The BSE small- and mid-cap indices have underperformed the blue-chip companies in the year so far by witnessing an over 19% fall as compared to the broader market benchmark Sensex.
According to a study of the indices from December 31, 2010 to February 28, 2011, the small-cap index has shed 19.16% to finally settle at 7,817.32.
Similarly, the mid-cap index has saw an erosion of 18.32% during the period to close at 6,373.23 in the last day of trade in the previous month.
Meanwhile, the broader market key index Sensex has fallen by 13.09% during the period under review to settle at 17,823.40 as on February 28.
During the review period, the mid-cap index witnessed its lowest closing level of 6,292.18 on February 10, 2011, while the small-cap index reported its poorest close of 7,585.65 on the same day.
Mid- and small-cap stocks are vulnerable to any movement in the stock market, so any good or bad news may see sharp reactions from them, an expert said.
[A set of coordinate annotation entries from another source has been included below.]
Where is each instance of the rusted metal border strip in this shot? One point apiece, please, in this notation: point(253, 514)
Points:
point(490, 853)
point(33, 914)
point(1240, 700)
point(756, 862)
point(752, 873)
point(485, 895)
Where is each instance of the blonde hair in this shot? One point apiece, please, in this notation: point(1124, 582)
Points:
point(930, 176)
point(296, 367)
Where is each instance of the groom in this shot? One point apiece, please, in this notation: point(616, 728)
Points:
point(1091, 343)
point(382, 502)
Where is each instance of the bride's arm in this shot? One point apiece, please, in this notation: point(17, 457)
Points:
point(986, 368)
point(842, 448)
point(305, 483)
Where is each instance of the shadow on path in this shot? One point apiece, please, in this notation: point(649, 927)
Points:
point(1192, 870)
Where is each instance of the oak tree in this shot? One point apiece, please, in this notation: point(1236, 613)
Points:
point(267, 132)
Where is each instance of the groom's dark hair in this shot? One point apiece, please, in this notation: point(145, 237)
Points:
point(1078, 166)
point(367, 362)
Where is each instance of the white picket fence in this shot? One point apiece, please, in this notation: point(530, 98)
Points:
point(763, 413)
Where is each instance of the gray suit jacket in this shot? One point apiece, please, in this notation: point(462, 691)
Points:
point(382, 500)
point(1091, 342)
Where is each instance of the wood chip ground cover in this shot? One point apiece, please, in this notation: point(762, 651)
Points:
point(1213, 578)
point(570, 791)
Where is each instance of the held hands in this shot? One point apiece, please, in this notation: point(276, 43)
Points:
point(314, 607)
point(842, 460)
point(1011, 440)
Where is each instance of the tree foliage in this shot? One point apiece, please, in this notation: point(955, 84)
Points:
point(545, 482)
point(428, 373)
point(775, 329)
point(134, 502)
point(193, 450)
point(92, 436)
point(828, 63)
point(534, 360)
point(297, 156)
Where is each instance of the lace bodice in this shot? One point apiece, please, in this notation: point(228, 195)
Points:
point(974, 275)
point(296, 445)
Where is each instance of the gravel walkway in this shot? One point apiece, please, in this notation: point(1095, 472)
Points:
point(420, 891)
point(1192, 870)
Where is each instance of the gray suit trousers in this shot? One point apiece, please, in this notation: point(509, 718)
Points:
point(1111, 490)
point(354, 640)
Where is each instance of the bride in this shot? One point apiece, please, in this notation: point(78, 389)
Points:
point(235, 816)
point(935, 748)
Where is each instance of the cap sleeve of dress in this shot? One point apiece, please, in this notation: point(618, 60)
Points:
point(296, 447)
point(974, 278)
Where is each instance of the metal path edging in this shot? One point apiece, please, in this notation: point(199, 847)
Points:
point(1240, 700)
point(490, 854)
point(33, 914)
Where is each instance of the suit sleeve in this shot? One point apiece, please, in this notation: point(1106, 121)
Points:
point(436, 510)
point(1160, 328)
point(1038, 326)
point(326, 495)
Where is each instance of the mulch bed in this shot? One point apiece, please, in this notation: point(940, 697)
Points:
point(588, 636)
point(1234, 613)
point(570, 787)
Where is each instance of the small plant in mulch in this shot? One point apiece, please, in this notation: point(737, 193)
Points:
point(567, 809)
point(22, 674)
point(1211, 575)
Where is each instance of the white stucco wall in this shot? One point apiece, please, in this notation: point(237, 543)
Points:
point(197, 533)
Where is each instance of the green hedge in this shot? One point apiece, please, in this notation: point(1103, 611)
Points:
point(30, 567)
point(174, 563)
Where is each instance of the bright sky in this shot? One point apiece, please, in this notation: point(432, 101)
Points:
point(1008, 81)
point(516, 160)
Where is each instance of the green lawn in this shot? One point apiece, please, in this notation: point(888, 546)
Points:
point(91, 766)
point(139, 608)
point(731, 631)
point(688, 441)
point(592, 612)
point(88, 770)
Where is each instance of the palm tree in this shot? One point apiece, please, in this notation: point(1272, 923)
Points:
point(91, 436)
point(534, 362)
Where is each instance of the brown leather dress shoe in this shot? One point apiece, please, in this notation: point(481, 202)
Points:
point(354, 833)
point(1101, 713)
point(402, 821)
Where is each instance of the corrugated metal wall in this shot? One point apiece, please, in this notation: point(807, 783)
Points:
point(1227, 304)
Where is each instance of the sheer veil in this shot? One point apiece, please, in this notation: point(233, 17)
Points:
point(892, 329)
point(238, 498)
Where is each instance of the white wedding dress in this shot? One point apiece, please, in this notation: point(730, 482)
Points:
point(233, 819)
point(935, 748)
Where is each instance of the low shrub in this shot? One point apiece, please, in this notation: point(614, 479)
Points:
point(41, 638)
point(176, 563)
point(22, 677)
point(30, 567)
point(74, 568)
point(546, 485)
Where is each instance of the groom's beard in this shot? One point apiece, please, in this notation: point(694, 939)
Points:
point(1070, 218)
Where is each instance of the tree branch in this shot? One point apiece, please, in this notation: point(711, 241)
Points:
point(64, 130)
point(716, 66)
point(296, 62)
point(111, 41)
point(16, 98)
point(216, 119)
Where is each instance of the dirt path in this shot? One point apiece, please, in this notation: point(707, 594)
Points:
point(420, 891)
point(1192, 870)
According to market players, everything was going good in the mid- and small-cap stocks but reports of stock price manipulations late last year in few companies, alongwith a string of negative news, including rising inflation, 2G controversy and surging crude oil prices globally, has badly jolted the confidence of small investors.
They also added buying sentiments have been weak and there is an uncertainty when both these sectors will make a comeback in the near future.
The mid- and small-cap indices track the performance of companies with market capitalisations that are a fifth or a tenth of that of blue-chip firms.